Miguel Arteta‘s Cedar Rapids (Fox Searchlight, 2.11) is the year’s first above-average, highly engaging, studio-generated comedy. Armed with a funny-clumsy Ed Helms performance and a rollicking one from John C. Reilly, Cedar Rapids is about facing reality and choosing your friends in an ethically clouded world. It’s partly warm and reflective realism, and partly intelligent ape humor.
I’m serious about Reilly’s howlingly funny performance. I wrote last month that “it’s good and triumphant enough to be called the first Best Supporting Actor-level turn for 2011. The man is a genius at this sort of thing. The second he arrives on-screen you’re going ‘uh-oh, here we go.'”
My other Sundance verdict was that Cedar Rapids could have been even more if the third-act was more successful, but that, to me, was only a mild regret because at least it’s operating in the ethical comedy realm that Billy Wilder and Preston Sturges used to excel at.

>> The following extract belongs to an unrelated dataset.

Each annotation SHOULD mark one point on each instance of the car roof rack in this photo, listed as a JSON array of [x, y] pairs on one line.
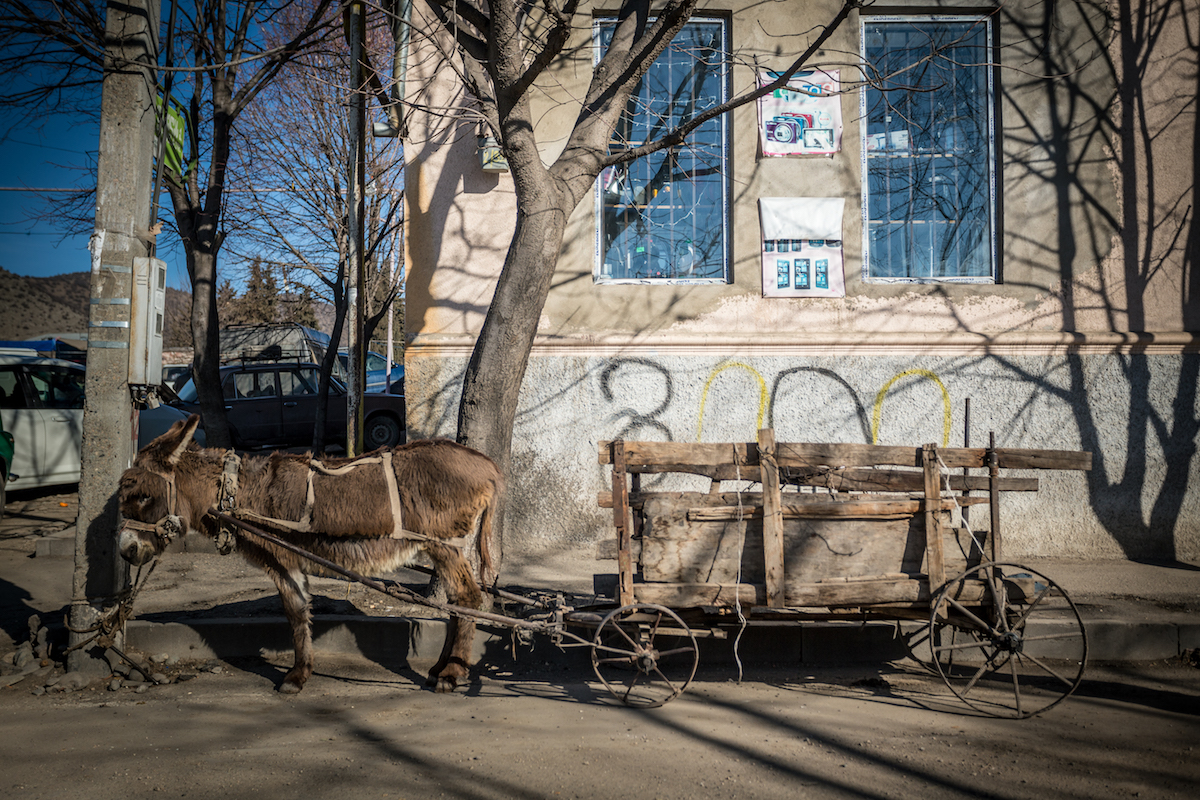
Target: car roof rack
[[269, 354]]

Marshall Fine has called it “the first worthwhile comedy of 2011 – funny, dirty and full of heart. How can you beat that combination?
“Despite some of the raunchiest dialogue in recent memory, there’s an undeniable sweetness to Cedar Rapids that makes it hard to resist. The fact that it is consistently, inventively funny doesn’t hurt.
“Much of that sweetness – and yes, even innocence – can be credited to Helms’ performance as Tim Lippe, an innocent abroad, or as far abroad as Cedar Rapids is from his hometown of Brown Valley, Wisconsin. Helms is the new master of playing naive guys who aren’t as dumb as they look but also aren’t as smart as they think. He stole The Hangover from Zach Galifianakis and regularly finds comic gold in episodes of The Office.
“He’s not exactly Candide, but there’s a sheltered, optimistic quality to Helms’ [character] that goes beyond the writing to become something identifiable and worthy, as well as quite amusing.”